The departures of Al Horford and Aron Baynes certainly hinder Boston’s defensive upside. Enes Kanter and Vincent Poirier come in as reinforcements, but the two newcomers do not provide nearly as much on defense as the former. So where does Brad Stevens start in terms of adjustments?
In the least surprising turn of media day, the Celtics head coach kept it very simple.
“Well, if you want to win at the highest level in this league,” Stevens said, “you better be one of the best defensive teams and you better be one of the best offensive teams. At the end of the day, there’s two sides of the ball. You better play well and you better do it consistently.”
Stevens-led teams generally run on a defensive-centric mindset, but there’s a good chance this team is better on the other side of the ball. It’ll be a bit different from the norm, but the head coach isn’t thinking too much into that particular narrative.
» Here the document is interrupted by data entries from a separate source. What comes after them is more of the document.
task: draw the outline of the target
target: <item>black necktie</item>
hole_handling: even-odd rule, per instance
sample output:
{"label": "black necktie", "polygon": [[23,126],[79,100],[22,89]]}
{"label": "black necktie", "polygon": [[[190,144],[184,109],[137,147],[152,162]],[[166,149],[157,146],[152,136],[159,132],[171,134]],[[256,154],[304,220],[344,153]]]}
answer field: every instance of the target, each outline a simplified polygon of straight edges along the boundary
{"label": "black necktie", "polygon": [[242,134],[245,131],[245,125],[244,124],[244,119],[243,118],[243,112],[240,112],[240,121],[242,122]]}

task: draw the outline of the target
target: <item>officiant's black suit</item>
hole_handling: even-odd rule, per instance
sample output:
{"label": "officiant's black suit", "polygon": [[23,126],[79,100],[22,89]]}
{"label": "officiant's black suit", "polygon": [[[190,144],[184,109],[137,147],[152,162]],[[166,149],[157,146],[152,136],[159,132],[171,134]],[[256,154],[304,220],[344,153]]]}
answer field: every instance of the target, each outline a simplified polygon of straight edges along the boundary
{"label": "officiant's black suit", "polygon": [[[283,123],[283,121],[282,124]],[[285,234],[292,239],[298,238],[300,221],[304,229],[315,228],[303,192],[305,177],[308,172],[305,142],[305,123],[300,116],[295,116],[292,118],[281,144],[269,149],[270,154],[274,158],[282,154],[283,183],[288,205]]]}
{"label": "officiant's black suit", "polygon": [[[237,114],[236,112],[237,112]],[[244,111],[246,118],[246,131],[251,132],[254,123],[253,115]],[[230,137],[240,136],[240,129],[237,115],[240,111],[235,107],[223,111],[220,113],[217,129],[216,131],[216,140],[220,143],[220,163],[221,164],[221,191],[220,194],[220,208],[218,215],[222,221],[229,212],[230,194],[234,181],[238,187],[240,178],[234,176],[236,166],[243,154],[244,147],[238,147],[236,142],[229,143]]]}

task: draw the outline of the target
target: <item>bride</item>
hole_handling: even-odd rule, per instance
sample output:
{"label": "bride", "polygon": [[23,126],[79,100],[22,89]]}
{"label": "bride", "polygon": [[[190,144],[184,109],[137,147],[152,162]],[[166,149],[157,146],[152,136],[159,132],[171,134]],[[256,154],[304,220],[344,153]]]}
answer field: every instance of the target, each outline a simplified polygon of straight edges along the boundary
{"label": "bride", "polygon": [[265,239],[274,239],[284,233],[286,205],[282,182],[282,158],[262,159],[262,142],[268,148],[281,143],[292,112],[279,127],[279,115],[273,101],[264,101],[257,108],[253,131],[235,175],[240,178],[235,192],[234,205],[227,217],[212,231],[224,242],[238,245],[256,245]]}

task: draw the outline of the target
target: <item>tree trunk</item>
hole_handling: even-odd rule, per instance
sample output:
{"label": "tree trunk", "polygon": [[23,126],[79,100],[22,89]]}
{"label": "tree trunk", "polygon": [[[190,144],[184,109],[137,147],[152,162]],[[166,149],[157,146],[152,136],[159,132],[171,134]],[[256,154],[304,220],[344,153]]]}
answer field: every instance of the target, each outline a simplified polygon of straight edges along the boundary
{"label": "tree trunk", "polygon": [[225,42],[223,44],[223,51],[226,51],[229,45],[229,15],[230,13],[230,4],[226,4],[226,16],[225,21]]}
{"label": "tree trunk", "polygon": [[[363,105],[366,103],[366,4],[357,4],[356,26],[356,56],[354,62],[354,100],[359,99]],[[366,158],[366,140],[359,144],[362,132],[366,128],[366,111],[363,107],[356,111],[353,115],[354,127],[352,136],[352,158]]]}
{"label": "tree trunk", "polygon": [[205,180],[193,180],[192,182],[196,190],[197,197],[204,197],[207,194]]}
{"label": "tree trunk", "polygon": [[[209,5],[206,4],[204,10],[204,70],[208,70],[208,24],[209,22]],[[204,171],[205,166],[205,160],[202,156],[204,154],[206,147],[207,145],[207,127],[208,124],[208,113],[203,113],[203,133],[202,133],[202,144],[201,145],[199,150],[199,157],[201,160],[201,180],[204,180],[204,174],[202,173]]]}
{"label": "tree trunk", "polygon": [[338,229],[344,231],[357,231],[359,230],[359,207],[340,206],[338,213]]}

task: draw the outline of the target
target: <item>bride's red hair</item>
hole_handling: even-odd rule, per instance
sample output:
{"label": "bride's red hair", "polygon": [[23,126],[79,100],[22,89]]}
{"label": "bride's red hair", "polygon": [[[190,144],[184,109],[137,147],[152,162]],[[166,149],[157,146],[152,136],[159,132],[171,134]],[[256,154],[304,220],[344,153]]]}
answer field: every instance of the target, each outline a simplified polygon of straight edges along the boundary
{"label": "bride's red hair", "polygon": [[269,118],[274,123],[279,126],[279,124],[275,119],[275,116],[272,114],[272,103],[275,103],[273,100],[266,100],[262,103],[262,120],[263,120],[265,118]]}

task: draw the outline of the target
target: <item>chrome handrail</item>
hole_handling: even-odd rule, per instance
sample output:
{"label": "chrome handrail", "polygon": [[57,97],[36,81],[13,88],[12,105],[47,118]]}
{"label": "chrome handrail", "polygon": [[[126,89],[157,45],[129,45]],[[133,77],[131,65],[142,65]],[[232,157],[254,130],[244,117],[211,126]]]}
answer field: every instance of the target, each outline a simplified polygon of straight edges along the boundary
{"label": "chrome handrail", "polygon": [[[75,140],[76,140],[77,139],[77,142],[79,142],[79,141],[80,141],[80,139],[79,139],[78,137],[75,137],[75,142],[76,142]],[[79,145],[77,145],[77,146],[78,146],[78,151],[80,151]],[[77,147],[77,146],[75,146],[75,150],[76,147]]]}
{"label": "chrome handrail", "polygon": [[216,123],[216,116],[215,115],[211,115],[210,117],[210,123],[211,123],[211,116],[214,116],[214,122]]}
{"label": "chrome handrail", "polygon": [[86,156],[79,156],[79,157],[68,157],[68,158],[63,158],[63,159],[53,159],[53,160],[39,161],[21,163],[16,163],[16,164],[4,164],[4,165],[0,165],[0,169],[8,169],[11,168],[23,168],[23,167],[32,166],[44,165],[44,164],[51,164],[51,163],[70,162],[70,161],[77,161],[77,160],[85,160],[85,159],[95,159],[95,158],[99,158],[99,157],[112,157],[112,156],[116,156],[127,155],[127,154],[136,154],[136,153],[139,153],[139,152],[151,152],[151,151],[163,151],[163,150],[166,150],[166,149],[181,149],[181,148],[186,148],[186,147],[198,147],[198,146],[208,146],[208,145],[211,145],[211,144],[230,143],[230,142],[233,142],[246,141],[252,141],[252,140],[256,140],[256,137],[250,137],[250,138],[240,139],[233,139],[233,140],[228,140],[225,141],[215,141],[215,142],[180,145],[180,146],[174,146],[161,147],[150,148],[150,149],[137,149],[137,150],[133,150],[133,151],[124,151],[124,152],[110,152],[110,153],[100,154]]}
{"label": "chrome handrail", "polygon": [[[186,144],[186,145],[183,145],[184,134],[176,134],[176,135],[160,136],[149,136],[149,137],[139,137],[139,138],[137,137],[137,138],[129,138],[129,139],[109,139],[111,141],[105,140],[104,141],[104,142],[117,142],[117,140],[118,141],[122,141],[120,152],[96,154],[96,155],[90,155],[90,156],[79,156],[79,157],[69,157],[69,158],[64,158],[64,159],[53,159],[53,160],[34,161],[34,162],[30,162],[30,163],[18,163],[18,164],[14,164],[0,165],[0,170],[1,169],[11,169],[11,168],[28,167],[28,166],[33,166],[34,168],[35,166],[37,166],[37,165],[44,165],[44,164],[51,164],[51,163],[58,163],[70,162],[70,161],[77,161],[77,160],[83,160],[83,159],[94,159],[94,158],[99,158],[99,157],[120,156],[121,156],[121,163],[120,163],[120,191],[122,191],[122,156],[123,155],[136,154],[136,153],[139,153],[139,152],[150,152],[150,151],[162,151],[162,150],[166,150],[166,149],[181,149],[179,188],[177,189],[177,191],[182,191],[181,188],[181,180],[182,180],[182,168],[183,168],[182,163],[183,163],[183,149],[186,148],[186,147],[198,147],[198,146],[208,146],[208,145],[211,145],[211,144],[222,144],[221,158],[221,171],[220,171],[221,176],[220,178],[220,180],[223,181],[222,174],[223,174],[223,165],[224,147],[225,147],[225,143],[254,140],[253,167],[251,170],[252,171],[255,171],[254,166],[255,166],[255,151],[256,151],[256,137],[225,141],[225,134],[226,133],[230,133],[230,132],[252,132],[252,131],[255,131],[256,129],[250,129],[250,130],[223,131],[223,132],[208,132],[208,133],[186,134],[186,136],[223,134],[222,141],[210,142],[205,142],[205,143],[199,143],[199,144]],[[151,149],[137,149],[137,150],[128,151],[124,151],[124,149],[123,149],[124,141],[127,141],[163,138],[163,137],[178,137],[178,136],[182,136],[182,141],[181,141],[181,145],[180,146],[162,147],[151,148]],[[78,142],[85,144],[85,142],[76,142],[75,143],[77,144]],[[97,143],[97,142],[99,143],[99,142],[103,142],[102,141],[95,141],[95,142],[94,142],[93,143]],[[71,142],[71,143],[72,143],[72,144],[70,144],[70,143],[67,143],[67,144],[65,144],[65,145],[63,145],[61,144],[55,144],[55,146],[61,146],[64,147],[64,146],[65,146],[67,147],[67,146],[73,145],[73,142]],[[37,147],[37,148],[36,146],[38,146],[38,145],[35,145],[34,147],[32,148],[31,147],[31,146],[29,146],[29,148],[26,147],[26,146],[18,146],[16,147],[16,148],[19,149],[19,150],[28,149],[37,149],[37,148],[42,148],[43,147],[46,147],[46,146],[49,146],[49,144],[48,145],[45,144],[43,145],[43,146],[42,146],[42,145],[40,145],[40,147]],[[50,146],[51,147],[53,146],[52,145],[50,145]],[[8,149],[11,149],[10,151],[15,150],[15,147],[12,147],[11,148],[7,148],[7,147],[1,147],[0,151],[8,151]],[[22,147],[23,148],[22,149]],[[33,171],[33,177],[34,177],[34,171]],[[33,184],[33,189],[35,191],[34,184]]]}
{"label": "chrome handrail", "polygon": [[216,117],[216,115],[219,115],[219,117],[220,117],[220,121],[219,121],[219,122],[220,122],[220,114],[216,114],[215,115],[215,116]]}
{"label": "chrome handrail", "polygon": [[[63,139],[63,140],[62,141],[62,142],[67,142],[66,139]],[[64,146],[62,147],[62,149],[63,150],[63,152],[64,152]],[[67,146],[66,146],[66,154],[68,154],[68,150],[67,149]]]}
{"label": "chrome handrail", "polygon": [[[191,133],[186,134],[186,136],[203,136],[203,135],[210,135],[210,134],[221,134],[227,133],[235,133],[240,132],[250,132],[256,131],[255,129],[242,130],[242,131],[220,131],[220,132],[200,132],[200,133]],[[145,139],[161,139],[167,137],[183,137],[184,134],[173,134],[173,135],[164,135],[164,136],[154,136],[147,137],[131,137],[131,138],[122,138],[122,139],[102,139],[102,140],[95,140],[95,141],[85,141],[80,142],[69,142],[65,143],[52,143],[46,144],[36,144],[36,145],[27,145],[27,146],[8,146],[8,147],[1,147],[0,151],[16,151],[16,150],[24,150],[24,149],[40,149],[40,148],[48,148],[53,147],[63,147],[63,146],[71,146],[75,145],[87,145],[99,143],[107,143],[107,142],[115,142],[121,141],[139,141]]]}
“We’ve been lucky, because over the last five years or so we’ve been one of the better ones on defense,” Stevens added. “But it’s taken a lot of commitment from a lot of guys and it still hasn’t been as consistent as maybe we’d like. … But this team, we will make sure it’s an emphasis from Day 1 that we’re the best version of ourselves defensively and we do have some lineups, especially, that we’ll be able to go to with the right effort and focus that could be awfully good defensively.”
The Celtics begin training camp Tuesday at the Auerbach Center ahead of their preseason opener on Sunday.